Le Centre Pompidou organise la première grande rétrospective en France de l’oeuvre de Jacques Villeglé (né en 1926, à Quimper), membre fondateur du Nouveau Réalisme (1960-70). Organisée de manière thématique, l’exposition rassemble une centaine d’oeuvres, de la fin des années 1940 à nos jours. Elle met l’accent sur le matériau de prédilection de l’artiste – l’affiche lacérée – qui est devenue sa signature internationale.

Jacques Villeglé, né Jacques Mahé de la Villeglé, a su exploiter un filon, créatif par procuration. Il commence par collecter des “objets trouvés” – morceaux de ferraille abandonnés sur le port de Saint Malo ou déchets du mur de l’Atlantique. Il réalise une première sculpture, Fils d’acier – Chaussée des Corsaires (1947), sorte de “dessin dans l’espace”. Ce travail d’appropriation annonce la démarche de l’artiste, qui une fois installé à Paris, s’active à récupérer des résidus d’affiches urbaines.

Jacques Villeglé travaille de paire avec Raymond Hains: ils prélèvent dans les rues des affiches publicitaires pour les maroufler sur toile. Ces affiches sont déchirées, portent parfois des graffitis, par des mains anonymes. D’où le terme de “Lacéré Anonyme”, donné par J. Villeglé à leurs oeuvres pour exprimer cet inconscient collectif.
Les compères ne  retouchent pas les affiches, sauf pour leur donner un “rare coup de pouce”. Ils se contentent de les sélectionner, de choisir leur format et de les cadrer. L’oeuvre porte généralement le nom du lieu où l’affiche a été arrachée.

En 1960, les deux artistes participent à la fondation du groupe des Nouveaux Réalistes dont le manifeste, rédigé par le critique d’art Pierre Restany, s’inspire Des Réalités Collectives (1958) de J. Villeglé. Un texte dans lequel l’artiste précise les spécificités de la pratique des affiches lacérées par rapport à celle du collage.

J. Villeglé et R. Hains partagent un appartement rue Campagne Première (Paris XIVe). Ils se lancent dans le cinéma à partir d’un appareil de leur crû, un “hypnagogoscope”, qui permet d’éclater des images et des lettres à partir de verres cannelés.

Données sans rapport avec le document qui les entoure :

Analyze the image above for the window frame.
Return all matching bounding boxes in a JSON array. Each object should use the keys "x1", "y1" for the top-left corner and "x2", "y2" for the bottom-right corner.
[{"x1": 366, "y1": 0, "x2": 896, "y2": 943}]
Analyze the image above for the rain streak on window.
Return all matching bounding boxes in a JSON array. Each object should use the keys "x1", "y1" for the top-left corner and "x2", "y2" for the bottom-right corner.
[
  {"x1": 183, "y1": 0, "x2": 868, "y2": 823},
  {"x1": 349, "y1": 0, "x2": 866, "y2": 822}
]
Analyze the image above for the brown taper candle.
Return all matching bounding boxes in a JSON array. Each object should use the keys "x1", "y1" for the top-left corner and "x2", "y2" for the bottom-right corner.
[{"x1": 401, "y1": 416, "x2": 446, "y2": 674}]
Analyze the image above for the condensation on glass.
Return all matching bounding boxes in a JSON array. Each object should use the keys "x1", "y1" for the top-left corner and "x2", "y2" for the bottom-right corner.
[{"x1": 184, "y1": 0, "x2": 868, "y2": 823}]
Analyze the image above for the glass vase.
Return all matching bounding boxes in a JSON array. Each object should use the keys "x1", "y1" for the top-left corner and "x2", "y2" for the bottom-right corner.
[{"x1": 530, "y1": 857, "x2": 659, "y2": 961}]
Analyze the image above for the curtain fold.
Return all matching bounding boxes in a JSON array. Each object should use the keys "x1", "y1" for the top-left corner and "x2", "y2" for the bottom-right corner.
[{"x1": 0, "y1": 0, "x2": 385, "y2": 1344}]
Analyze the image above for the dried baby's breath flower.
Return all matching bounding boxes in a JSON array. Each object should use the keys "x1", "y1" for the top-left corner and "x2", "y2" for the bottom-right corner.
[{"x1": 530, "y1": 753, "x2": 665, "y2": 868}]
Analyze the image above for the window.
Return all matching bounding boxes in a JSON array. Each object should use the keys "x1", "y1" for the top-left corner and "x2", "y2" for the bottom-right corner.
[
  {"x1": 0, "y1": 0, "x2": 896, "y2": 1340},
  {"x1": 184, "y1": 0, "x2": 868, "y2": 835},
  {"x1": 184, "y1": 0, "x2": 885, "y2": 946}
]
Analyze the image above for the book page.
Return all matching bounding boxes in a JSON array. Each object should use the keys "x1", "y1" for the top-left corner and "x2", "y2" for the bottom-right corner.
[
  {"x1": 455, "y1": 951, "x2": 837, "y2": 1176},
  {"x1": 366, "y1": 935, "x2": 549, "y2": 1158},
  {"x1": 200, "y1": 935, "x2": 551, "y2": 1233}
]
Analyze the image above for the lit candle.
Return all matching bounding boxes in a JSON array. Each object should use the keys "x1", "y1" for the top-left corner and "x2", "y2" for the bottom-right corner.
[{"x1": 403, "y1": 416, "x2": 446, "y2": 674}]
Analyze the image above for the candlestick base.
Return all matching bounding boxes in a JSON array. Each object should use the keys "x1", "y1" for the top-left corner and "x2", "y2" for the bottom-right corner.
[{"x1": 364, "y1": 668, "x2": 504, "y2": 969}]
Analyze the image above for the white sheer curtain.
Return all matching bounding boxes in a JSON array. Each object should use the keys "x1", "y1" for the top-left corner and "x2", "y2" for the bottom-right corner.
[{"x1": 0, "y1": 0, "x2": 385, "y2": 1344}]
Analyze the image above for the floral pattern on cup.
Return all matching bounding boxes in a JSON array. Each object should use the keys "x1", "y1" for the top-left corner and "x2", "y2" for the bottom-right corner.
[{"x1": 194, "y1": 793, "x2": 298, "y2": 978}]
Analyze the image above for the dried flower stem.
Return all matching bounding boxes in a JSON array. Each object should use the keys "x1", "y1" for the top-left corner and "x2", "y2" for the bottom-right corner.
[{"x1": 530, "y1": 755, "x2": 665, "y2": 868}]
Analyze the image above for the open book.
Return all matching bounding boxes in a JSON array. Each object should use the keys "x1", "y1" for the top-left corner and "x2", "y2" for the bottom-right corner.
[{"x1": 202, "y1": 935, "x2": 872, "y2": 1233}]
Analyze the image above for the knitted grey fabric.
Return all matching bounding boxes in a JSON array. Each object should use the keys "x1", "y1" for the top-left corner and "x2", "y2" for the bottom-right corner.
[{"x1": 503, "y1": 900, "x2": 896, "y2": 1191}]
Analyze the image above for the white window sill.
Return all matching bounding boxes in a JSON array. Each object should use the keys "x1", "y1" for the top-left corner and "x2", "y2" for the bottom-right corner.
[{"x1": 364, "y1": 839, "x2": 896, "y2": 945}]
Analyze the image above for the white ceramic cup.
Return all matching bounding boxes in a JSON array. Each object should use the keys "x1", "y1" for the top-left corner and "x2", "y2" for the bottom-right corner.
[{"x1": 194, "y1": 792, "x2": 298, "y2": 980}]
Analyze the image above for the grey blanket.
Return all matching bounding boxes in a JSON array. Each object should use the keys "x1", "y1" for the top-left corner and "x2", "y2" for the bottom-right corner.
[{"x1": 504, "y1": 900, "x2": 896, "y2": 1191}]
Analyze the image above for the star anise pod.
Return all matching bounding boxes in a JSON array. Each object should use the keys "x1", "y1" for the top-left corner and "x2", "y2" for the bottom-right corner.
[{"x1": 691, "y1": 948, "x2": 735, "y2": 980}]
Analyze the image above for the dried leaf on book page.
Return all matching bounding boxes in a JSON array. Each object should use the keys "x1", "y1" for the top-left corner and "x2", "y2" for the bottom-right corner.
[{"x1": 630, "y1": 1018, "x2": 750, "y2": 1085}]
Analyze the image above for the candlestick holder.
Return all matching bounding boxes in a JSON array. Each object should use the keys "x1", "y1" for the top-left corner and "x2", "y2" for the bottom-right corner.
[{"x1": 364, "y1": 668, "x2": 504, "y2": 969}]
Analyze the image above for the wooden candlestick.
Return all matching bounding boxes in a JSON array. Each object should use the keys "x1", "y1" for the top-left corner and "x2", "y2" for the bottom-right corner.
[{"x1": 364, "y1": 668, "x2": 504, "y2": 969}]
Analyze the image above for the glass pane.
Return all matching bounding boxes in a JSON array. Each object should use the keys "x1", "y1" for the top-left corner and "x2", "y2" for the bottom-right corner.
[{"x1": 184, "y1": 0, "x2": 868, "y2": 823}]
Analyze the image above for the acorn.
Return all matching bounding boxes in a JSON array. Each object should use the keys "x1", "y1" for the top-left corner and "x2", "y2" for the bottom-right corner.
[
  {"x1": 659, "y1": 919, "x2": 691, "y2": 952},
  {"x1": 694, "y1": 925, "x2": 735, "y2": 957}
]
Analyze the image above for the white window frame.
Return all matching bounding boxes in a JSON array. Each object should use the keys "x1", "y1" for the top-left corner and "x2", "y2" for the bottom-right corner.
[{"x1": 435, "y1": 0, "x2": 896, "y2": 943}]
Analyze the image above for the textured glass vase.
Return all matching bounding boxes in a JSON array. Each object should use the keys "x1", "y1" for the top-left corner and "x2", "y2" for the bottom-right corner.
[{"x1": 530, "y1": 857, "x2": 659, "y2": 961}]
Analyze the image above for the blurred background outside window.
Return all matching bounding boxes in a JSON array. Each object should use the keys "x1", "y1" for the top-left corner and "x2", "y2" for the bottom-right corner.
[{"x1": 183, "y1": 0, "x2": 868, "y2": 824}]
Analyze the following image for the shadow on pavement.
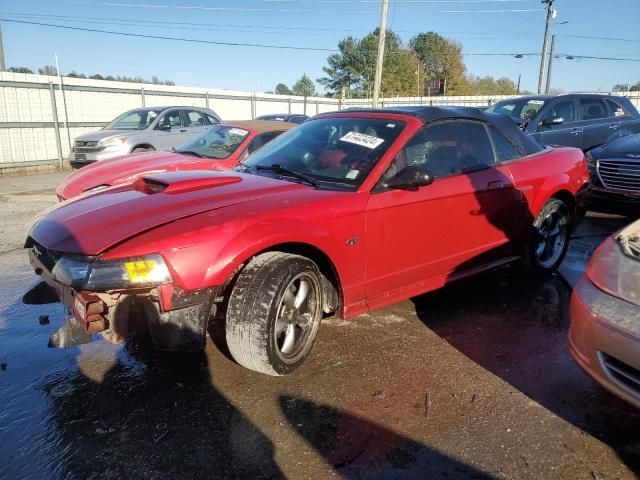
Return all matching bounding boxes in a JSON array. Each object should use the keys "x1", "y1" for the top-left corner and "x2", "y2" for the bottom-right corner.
[
  {"x1": 412, "y1": 267, "x2": 640, "y2": 473},
  {"x1": 42, "y1": 324, "x2": 284, "y2": 479},
  {"x1": 280, "y1": 396, "x2": 493, "y2": 479}
]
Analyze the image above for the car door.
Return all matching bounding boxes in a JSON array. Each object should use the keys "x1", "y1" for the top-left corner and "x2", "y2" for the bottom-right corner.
[
  {"x1": 533, "y1": 97, "x2": 583, "y2": 148},
  {"x1": 151, "y1": 109, "x2": 184, "y2": 150},
  {"x1": 578, "y1": 97, "x2": 620, "y2": 151},
  {"x1": 605, "y1": 98, "x2": 640, "y2": 138},
  {"x1": 366, "y1": 119, "x2": 518, "y2": 308}
]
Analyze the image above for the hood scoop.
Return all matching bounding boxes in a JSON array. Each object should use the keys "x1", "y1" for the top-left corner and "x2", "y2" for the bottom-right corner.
[{"x1": 135, "y1": 171, "x2": 242, "y2": 194}]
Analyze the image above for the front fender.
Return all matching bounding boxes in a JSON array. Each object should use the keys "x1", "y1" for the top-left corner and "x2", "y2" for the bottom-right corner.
[
  {"x1": 529, "y1": 172, "x2": 575, "y2": 218},
  {"x1": 202, "y1": 218, "x2": 343, "y2": 286}
]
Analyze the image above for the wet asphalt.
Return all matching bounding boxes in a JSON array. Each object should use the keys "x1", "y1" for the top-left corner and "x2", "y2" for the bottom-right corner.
[{"x1": 0, "y1": 174, "x2": 640, "y2": 480}]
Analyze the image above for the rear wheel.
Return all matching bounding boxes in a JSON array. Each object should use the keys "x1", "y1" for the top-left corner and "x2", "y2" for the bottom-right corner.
[
  {"x1": 523, "y1": 198, "x2": 571, "y2": 274},
  {"x1": 226, "y1": 252, "x2": 323, "y2": 375}
]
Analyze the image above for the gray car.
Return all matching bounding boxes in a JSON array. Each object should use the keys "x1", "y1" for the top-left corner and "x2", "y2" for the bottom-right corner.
[
  {"x1": 69, "y1": 107, "x2": 221, "y2": 168},
  {"x1": 486, "y1": 93, "x2": 640, "y2": 152}
]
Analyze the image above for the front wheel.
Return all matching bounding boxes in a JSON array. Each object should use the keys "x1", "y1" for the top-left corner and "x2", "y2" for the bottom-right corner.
[
  {"x1": 523, "y1": 198, "x2": 571, "y2": 274},
  {"x1": 226, "y1": 252, "x2": 323, "y2": 375}
]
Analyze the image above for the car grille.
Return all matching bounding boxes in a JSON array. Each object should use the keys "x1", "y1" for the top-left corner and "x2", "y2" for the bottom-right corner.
[
  {"x1": 74, "y1": 141, "x2": 104, "y2": 153},
  {"x1": 597, "y1": 160, "x2": 640, "y2": 193},
  {"x1": 600, "y1": 352, "x2": 640, "y2": 395}
]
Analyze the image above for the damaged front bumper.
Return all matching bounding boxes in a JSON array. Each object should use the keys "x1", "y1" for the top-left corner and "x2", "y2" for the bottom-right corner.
[{"x1": 29, "y1": 249, "x2": 221, "y2": 352}]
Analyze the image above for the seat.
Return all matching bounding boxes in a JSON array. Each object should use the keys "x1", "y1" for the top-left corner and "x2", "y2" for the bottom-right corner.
[{"x1": 553, "y1": 102, "x2": 574, "y2": 121}]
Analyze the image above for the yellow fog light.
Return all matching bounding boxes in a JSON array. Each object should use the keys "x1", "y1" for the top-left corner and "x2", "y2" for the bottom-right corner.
[
  {"x1": 86, "y1": 254, "x2": 172, "y2": 291},
  {"x1": 124, "y1": 258, "x2": 169, "y2": 285}
]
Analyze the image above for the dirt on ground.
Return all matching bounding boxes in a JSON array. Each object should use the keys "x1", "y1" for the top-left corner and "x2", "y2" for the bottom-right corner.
[{"x1": 0, "y1": 174, "x2": 640, "y2": 480}]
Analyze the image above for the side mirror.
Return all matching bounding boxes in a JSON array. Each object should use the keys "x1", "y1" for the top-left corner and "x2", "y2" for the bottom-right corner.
[
  {"x1": 542, "y1": 117, "x2": 564, "y2": 127},
  {"x1": 387, "y1": 165, "x2": 433, "y2": 190}
]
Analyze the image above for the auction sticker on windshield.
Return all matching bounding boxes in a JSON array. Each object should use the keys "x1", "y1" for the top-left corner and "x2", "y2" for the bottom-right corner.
[{"x1": 340, "y1": 132, "x2": 384, "y2": 150}]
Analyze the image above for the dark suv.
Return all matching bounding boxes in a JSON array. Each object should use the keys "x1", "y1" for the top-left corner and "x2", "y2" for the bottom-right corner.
[{"x1": 487, "y1": 93, "x2": 640, "y2": 152}]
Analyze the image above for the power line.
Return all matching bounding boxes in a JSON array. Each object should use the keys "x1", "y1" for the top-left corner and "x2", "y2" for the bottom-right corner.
[
  {"x1": 3, "y1": 12, "x2": 548, "y2": 37},
  {"x1": 76, "y1": 1, "x2": 543, "y2": 14},
  {"x1": 5, "y1": 18, "x2": 640, "y2": 62},
  {"x1": 558, "y1": 34, "x2": 640, "y2": 43},
  {"x1": 558, "y1": 53, "x2": 640, "y2": 62},
  {"x1": 0, "y1": 18, "x2": 338, "y2": 52}
]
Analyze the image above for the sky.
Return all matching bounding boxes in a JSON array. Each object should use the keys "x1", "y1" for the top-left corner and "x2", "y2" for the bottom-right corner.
[{"x1": 0, "y1": 0, "x2": 640, "y2": 92}]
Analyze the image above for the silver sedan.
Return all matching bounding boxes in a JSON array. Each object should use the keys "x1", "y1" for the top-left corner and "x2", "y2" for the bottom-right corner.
[{"x1": 69, "y1": 107, "x2": 221, "y2": 168}]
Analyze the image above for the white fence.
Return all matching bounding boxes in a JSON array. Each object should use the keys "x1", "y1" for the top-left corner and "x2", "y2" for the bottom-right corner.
[{"x1": 0, "y1": 72, "x2": 639, "y2": 169}]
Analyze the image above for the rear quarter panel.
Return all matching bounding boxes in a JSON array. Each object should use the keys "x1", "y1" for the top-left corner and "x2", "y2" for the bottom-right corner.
[{"x1": 509, "y1": 147, "x2": 589, "y2": 218}]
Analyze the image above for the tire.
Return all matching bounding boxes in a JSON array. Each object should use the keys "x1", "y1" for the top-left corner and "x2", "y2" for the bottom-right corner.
[
  {"x1": 225, "y1": 252, "x2": 323, "y2": 376},
  {"x1": 522, "y1": 198, "x2": 572, "y2": 275},
  {"x1": 131, "y1": 147, "x2": 156, "y2": 153}
]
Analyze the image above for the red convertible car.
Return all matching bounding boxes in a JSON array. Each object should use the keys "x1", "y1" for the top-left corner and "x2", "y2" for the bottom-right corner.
[
  {"x1": 26, "y1": 107, "x2": 589, "y2": 375},
  {"x1": 56, "y1": 120, "x2": 295, "y2": 201}
]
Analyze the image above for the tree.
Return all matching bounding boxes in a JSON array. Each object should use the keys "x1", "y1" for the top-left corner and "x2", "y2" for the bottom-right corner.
[
  {"x1": 409, "y1": 32, "x2": 467, "y2": 95},
  {"x1": 318, "y1": 37, "x2": 366, "y2": 97},
  {"x1": 466, "y1": 75, "x2": 518, "y2": 95},
  {"x1": 292, "y1": 73, "x2": 316, "y2": 97},
  {"x1": 7, "y1": 67, "x2": 33, "y2": 73},
  {"x1": 318, "y1": 29, "x2": 419, "y2": 97},
  {"x1": 276, "y1": 83, "x2": 291, "y2": 95},
  {"x1": 38, "y1": 65, "x2": 58, "y2": 76}
]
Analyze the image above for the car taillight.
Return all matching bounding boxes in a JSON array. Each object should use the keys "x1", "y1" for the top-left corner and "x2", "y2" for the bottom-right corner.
[{"x1": 587, "y1": 237, "x2": 640, "y2": 305}]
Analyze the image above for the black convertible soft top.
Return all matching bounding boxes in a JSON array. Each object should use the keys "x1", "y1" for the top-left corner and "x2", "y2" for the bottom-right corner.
[{"x1": 330, "y1": 106, "x2": 543, "y2": 155}]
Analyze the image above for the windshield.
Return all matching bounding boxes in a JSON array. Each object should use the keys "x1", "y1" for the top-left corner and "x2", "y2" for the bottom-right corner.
[
  {"x1": 486, "y1": 99, "x2": 544, "y2": 122},
  {"x1": 244, "y1": 118, "x2": 405, "y2": 186},
  {"x1": 176, "y1": 127, "x2": 249, "y2": 159},
  {"x1": 104, "y1": 109, "x2": 162, "y2": 130}
]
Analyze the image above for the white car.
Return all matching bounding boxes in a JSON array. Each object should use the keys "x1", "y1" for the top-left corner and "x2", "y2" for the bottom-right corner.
[{"x1": 69, "y1": 107, "x2": 221, "y2": 168}]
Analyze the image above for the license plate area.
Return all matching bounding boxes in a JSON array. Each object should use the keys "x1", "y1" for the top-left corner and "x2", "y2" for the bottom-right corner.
[{"x1": 73, "y1": 292, "x2": 107, "y2": 333}]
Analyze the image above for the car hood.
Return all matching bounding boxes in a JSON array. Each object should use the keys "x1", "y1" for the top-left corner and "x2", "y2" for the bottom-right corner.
[
  {"x1": 616, "y1": 220, "x2": 640, "y2": 260},
  {"x1": 75, "y1": 130, "x2": 142, "y2": 142},
  {"x1": 56, "y1": 152, "x2": 214, "y2": 199},
  {"x1": 599, "y1": 134, "x2": 640, "y2": 160},
  {"x1": 30, "y1": 171, "x2": 311, "y2": 255}
]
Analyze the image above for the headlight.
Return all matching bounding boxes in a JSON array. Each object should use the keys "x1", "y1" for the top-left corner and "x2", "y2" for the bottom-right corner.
[
  {"x1": 585, "y1": 152, "x2": 596, "y2": 167},
  {"x1": 52, "y1": 255, "x2": 172, "y2": 291},
  {"x1": 587, "y1": 237, "x2": 640, "y2": 305},
  {"x1": 98, "y1": 135, "x2": 129, "y2": 147}
]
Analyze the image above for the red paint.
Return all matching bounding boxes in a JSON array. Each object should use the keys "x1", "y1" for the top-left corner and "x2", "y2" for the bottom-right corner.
[
  {"x1": 56, "y1": 124, "x2": 288, "y2": 200},
  {"x1": 32, "y1": 112, "x2": 588, "y2": 317}
]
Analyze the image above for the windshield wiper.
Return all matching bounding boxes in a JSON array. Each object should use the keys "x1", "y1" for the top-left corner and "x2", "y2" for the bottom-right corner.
[
  {"x1": 171, "y1": 148, "x2": 204, "y2": 158},
  {"x1": 256, "y1": 163, "x2": 318, "y2": 187}
]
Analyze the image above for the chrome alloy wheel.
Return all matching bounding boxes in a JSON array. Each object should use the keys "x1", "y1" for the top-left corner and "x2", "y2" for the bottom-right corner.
[
  {"x1": 536, "y1": 210, "x2": 567, "y2": 268},
  {"x1": 273, "y1": 273, "x2": 322, "y2": 363}
]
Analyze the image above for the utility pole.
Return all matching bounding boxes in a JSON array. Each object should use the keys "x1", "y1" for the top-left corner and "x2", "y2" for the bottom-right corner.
[
  {"x1": 538, "y1": 0, "x2": 554, "y2": 94},
  {"x1": 0, "y1": 26, "x2": 5, "y2": 72},
  {"x1": 373, "y1": 0, "x2": 389, "y2": 108},
  {"x1": 544, "y1": 35, "x2": 556, "y2": 94}
]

Cette aventure cinématographique se poursuivra avec la réalisation du film Un mythe dans la ville (1974-2002), sur une bande sonore de Bernard Heidsieck, composée d’un texte du poète, des bribes de l’actualité de mai 68 et des extraits de discours de l’Assemblée Nationale. Le film lui-même projette des vues de Paris avec le “trou des Halles” et le Centre Pompidou alors en construction. Une succession de séquences mêle des collages, la lacération d’affiches, des travaux réalisés à partir d’une affiche d’exposition de Dubuffet autour de L’Hourloupe – avatar du personnage Ubu Roi de Jarry. Cette accumulation visuelle pose un regard critique sur les transformations de la capitale. “La rénovation de Paris est en marche, et nous sommes peut-être en train de sacrifier le coeur de la ville, ses vieux quartiers, pour des projets qui nous échappent, qui nous sont imposés de manière pernicieuse”, explicite la commissaire de l’exposition, Sophie Duplaix.

Il faut attendre 1964 pour qu’un musée, le Kaiser Wilhelm Museum de Krefeld (land de Rhénanie-du-Nord-Westphalie, en Allemagne), acquière une affiche de J. Villeglé (R. H. et J. V. cessent leur coopération artistique en 1954), intitulée Carrefour Auguste Delaune – Brigitte Bardot (1963).

Jacques Villeglé, Lacéré anonyme, 1969. Encre et gouache sur papier marouflé sur aggloméré peint. 66 x 58 cm. Collection Michèle & Yves di Folco (c) Adagp Paris 20081969 marque un tournant dans la démarche artistique de Jacques Villeglé. Alors que le président américain Richard Nixon rencontre Charles de Gaulle à Paris, l’artiste aperçoit sur les murs d’un couloir de métro des graffiti anti-américains. Ce sera le point de départ de L’Alphabet socio-politique, qui s’inspire de la guérilla des symboles dont traite Serge Tchakhotine, dans Le Viol des foules par la propagande politique (1939).

Après Paris, J. Villeglé doit “décentraliser” sa pratique du décollage des affiches en raison d’un sévissement de politique en la matière. En 1997, il crée L’Atelier d’Aquitaine dédié à la collecte en équipe d’affiches dans différentes régions de France.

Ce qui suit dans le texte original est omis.